A woman has twice as many dimes as quarters in her purse. If the dimes were quarters and the quarters were dimes, she would have $1.20 more than she now has. How many of each does she have now?
I need help with this t00
so, what have they told you?
d = 2q
10q+25d = 10d+25q + 120
now just find d and q
To solve this problem, we can set up a system of equations.
Let's assume that the woman has x quarters and 2x dimes in her purse currently.

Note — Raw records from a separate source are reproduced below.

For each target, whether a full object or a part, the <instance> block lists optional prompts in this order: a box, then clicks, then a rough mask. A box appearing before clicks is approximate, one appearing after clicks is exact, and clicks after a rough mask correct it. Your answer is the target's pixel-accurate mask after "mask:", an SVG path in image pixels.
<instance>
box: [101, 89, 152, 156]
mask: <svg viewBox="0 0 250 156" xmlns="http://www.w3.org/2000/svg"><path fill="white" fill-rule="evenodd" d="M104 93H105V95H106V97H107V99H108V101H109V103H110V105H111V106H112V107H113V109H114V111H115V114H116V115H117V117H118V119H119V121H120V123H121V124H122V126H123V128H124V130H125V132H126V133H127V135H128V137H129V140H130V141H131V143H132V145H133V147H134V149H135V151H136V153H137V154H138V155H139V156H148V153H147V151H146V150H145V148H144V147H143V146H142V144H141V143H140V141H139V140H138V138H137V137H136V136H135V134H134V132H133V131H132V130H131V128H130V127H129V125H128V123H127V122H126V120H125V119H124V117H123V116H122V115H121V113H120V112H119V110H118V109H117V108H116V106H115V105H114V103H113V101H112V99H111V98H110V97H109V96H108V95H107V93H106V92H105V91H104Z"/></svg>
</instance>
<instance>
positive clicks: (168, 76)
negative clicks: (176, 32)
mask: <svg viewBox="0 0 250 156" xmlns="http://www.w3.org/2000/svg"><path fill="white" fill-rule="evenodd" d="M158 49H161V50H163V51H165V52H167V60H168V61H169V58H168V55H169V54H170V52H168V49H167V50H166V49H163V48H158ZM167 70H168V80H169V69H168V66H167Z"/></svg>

The value of quarters in her purse is 25 cents each, so the total value of quarters is 25 * x cents.
The value of dimes in her purse is 10 cents each, so the total value of dimes is 10 * 2x = 20 * x cents.
According to the given information, if the dimes were quarters and the quarters were dimes, she would have $1.20 more than she currently has. We can express this relationship with the equation:
25 * (2x) + 10 * x = 20 * x + 1.20
Simplifying this equation, we get:
50x + 10x = 20x + 1.20
60x = 20x + 1.20
60x - 20x = 1.20
40x = 1.20
x = 1.20 / 40
x = 0.03
Now we know that she has 0.03 quarters and 2 * 0.03 = 0.06 dimes in her purse.
However, since we cannot have a fraction of a coin, we need to convert these values into whole numbers. Let's multiply everything by 100 to get rid of decimals:
0.03 * 100 = 3 quarters
0.06 * 100 = 6 dimes
So, the woman has 3 quarters and 6 dimes in her purse now.